Bar graph: growth of number of characters per version

char_array = np.array(DA_char_totals)

Get the difference between the total characters and the new characters for each version. This is expressed as follows:

diff_array = char_array[:,2].astype(int) - char_array[:,1].astype(int)

Set up the plot:

fig, ax = plt.subplots()
ax = plt.axes()

ax.set_title('Characters per version')
ax.set_ylabel('Number of characters')
ax.set_xlabel('Versions')

x_values = char_array[:,0]
x_range = np.arange(len(x_values))

y1_values = char_array[:,1].astype(int)
y2_values = diff_array

y_total = char_array[:,2].astype(int)

ax.xaxis.set_major_locator(ticker.FixedLocator(x_range))
ax.xaxis.set_major_formatter(ticker.FixedFormatter(x_values))
ax.set_xticklabels(x_values, rotation=45)

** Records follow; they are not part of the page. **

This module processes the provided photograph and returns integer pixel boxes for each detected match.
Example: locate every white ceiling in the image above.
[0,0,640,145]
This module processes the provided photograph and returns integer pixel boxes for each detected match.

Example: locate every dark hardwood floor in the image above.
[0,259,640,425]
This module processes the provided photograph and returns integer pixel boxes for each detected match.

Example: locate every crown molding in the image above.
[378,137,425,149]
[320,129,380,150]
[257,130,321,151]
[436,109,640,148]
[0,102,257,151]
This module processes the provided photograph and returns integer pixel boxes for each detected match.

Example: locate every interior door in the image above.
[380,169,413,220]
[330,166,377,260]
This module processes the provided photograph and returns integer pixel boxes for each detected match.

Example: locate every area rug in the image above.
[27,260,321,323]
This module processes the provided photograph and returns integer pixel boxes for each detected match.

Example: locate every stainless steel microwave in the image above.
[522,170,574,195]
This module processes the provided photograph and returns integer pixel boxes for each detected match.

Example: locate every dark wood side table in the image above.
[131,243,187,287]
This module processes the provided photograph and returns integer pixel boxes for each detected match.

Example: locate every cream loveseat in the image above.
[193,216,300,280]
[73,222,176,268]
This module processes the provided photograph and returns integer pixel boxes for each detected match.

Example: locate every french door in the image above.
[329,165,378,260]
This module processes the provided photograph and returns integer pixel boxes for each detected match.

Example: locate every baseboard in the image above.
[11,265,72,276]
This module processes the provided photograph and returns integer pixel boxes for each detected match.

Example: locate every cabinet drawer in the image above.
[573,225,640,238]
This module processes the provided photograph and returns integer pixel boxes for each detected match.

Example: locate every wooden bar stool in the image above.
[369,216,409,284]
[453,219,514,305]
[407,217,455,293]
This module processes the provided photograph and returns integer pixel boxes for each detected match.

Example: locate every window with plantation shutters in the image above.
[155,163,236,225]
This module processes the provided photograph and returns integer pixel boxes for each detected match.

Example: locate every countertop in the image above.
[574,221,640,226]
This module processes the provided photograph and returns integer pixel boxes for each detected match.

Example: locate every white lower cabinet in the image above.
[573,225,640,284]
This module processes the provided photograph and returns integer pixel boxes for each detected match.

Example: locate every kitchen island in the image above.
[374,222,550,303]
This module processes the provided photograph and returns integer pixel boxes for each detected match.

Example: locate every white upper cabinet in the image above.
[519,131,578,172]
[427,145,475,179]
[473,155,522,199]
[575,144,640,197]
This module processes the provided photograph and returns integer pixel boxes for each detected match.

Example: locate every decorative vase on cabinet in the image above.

ax.bar(x_range, y1_values, width=1, label = 'New chars')
ax.bar(x_range, y2_values, width=1, bottom=y1_values, label = 'Total chars')

image

Commentary

This exercise helped us to convert our data from lists into graphs using matplotlib. The text tables I produced in the previous exercise, but the visualizations give us another perspective into the growth of Unicode.